Aufregung habe ich anfangs gehasst und empfand es als störend. Irgendwann erkannte ich, dass ich in der "Aufregungsphase" besser ablieferte, und so begann ich diese Energie regelrecht zu nutzen - und wie andere schon Schreiben, positiv zu sehen. Natürlich geht mir die Muffe, wenn bei speziellen Turnieren direkt gegen Konkurrenten antreten muss und wirklich alle schauen zu. Aber ich versuche diese "Hochspannung" für meine Konzentration zu nutzen. Das macht sogar etwas süchtig.

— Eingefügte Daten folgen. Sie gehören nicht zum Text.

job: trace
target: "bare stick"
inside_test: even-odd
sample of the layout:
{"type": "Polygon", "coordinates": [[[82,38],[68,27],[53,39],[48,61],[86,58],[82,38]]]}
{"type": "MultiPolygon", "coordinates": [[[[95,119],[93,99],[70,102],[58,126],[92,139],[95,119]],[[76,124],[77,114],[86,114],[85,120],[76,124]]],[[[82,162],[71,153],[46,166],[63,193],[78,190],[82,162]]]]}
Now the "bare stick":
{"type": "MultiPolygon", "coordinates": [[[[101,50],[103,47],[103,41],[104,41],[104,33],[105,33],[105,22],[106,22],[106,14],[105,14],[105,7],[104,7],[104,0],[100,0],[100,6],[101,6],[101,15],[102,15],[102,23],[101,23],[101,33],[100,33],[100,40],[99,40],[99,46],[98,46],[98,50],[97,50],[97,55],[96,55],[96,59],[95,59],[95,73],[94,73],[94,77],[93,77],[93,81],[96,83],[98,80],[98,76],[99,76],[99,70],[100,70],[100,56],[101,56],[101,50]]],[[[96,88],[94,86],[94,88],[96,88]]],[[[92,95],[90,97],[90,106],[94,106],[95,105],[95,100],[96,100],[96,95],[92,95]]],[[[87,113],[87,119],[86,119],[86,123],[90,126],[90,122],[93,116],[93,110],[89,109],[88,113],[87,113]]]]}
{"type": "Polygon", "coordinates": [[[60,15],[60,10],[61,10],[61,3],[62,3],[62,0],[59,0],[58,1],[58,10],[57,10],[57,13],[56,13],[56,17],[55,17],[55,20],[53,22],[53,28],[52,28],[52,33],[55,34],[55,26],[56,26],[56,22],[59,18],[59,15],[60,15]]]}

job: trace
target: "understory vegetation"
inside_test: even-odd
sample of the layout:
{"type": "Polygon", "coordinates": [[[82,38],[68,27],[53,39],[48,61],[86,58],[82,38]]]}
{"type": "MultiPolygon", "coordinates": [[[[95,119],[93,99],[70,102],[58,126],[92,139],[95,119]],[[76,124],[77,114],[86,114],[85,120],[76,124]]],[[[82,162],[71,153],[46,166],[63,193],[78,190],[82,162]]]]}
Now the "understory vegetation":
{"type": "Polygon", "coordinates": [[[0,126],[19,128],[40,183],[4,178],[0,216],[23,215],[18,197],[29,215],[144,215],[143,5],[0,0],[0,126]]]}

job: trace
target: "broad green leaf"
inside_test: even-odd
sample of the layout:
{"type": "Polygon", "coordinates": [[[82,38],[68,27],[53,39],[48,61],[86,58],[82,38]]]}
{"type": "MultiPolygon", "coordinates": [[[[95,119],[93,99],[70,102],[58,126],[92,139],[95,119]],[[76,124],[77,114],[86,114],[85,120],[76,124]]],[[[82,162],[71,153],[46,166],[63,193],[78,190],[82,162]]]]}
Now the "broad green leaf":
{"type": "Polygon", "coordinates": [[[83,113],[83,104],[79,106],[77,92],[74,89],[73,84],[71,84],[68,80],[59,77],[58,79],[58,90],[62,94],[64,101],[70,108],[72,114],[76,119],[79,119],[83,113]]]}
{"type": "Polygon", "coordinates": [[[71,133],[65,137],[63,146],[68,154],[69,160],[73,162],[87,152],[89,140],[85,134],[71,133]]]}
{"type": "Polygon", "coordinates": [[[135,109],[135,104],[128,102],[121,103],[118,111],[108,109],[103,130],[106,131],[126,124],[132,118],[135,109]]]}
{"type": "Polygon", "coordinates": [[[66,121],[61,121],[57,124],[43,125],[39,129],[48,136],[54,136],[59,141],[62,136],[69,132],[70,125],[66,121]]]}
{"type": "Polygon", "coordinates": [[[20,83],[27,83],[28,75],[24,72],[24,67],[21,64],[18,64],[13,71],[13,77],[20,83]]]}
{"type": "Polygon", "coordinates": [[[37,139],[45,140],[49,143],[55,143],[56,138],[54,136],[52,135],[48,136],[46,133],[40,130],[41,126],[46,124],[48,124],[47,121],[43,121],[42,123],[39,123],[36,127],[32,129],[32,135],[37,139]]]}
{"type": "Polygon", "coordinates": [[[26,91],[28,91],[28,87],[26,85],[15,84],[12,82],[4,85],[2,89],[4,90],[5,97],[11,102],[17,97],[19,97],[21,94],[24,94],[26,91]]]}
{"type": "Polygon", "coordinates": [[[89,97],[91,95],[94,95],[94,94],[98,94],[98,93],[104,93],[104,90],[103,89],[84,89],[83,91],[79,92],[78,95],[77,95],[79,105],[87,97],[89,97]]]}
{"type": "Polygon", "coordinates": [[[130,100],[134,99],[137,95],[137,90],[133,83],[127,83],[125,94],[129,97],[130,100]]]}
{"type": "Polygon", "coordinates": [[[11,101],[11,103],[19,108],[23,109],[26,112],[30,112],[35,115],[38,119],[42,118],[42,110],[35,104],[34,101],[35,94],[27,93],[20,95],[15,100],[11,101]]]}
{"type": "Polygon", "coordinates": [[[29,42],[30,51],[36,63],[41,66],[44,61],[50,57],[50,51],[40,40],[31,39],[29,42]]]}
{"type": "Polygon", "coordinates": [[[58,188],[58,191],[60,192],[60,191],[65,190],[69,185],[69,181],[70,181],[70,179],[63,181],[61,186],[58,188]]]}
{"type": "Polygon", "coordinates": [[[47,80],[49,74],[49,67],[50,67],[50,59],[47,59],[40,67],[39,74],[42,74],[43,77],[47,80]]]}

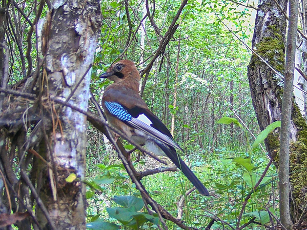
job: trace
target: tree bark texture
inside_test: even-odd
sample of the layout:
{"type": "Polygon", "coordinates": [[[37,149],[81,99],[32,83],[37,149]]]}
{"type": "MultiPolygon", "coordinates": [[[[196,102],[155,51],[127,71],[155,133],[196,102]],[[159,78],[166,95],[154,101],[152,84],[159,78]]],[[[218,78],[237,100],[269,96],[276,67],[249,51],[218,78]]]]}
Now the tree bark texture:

Wenn es allerdings nicht gelingt, diesen Adrenalin-Überhang zu lenken, so dass er sich eher negativ auf das Ergebnis auswirkt, ist das ein Aspekt von Wettkampfangst. Auch Targetpanik kann ein Aspekt von Wettkampfangst sein. Aber ich glaube nicht, das Aufregung und Targetpanik unmittelbar miteinander zu tun haben.

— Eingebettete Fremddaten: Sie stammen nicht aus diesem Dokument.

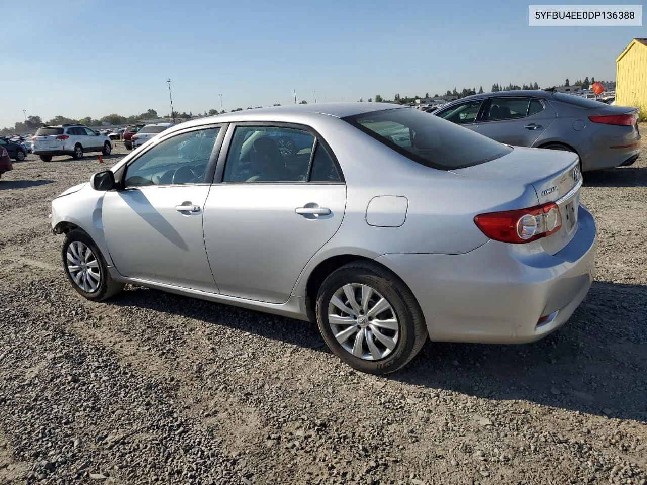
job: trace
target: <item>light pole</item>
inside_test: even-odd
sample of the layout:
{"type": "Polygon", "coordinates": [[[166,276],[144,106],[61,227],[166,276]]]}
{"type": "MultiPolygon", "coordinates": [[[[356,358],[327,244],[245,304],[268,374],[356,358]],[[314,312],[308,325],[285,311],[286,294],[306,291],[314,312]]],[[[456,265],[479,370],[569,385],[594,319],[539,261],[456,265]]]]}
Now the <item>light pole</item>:
{"type": "Polygon", "coordinates": [[[175,122],[175,111],[173,109],[173,96],[171,95],[171,78],[166,80],[168,83],[168,97],[171,100],[171,116],[173,116],[173,122],[175,122]]]}

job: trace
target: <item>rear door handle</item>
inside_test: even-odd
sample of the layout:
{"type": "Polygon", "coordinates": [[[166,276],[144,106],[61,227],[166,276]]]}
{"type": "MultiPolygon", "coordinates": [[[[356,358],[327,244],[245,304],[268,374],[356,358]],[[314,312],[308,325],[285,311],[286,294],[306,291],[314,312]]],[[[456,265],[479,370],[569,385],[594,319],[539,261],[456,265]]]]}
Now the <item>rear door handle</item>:
{"type": "Polygon", "coordinates": [[[200,210],[200,206],[190,206],[182,204],[179,206],[175,206],[175,210],[179,212],[198,212],[200,210]]]}
{"type": "Polygon", "coordinates": [[[316,215],[327,215],[330,209],[327,207],[298,207],[294,210],[298,214],[315,214],[316,215]]]}

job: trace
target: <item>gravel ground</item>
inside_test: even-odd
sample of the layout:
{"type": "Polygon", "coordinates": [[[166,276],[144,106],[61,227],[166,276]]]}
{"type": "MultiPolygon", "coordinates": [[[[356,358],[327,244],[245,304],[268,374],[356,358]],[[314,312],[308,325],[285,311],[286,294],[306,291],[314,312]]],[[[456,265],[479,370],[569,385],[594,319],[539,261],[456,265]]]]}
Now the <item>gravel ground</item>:
{"type": "Polygon", "coordinates": [[[31,155],[0,181],[0,483],[647,484],[644,150],[585,174],[597,281],[564,327],[428,343],[386,378],[311,324],[133,286],[82,299],[50,200],[125,153],[31,155]]]}

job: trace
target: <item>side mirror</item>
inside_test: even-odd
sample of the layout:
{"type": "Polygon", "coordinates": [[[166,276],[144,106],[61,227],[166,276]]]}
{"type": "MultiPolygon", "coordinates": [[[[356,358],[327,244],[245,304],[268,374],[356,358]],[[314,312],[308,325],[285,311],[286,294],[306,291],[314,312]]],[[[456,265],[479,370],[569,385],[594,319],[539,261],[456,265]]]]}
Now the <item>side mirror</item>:
{"type": "Polygon", "coordinates": [[[90,177],[90,186],[100,192],[107,192],[112,190],[116,185],[115,174],[110,170],[104,170],[97,172],[90,177]]]}

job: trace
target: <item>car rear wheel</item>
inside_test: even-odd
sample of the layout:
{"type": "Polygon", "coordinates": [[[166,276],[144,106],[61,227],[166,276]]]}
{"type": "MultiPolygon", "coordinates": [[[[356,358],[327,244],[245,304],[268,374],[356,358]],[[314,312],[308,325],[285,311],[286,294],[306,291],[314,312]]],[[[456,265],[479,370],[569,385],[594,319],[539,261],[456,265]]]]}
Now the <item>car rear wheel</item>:
{"type": "Polygon", "coordinates": [[[319,290],[316,313],[329,348],[368,374],[401,369],[426,340],[422,310],[411,290],[372,263],[351,263],[331,274],[319,290]]]}
{"type": "Polygon", "coordinates": [[[111,277],[101,252],[85,231],[74,229],[67,233],[62,256],[70,283],[89,300],[104,300],[124,289],[123,284],[111,277]]]}
{"type": "Polygon", "coordinates": [[[276,140],[276,146],[281,156],[291,156],[296,153],[296,144],[292,138],[283,136],[276,140]]]}
{"type": "Polygon", "coordinates": [[[83,147],[81,146],[81,144],[77,143],[74,145],[74,154],[72,155],[72,158],[76,160],[83,158],[83,147]]]}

Bogenschießen ist ein sehr ehrlicher Sport. Das Ergebnis unseres Tuns bekommen wir unmittelbar auf die Stulle geschmiert. Dann ist natürlich die Frage, wie ehrlich sind wir gegen uns selbst? Wie bewusst oder unbewusst reden wir uns was schön oder Lügen uns selber in die Tasche?
Das fängt schon beim Treffen an. Treffen - ist natürlich wichtig. Wenn einem Bogenschützen das nicht wichtig wäre, dann nimmt er seinen Sport nicht ernst. Dann macht er grundsätzlich was falsch. Der Treffer ist aber nur das logische Ergebnis all dessen, was wir mit nicht minderer Wichtigkeit Aufmerksamkeit zollen müssen. Was für ein pathetischer Satz! Als Anfänger ist der Treffer für mich der einzige subjektive Wertmesser meines Erfolgs. Mein ganzes Tun richtet sich darauf hin aus. Auch Emotionen spielen eine wichtige Rolle. Freude über gute Treffer und Ergebnisse, Ärger über Fehlschüsse und ein verpatztes Turnier.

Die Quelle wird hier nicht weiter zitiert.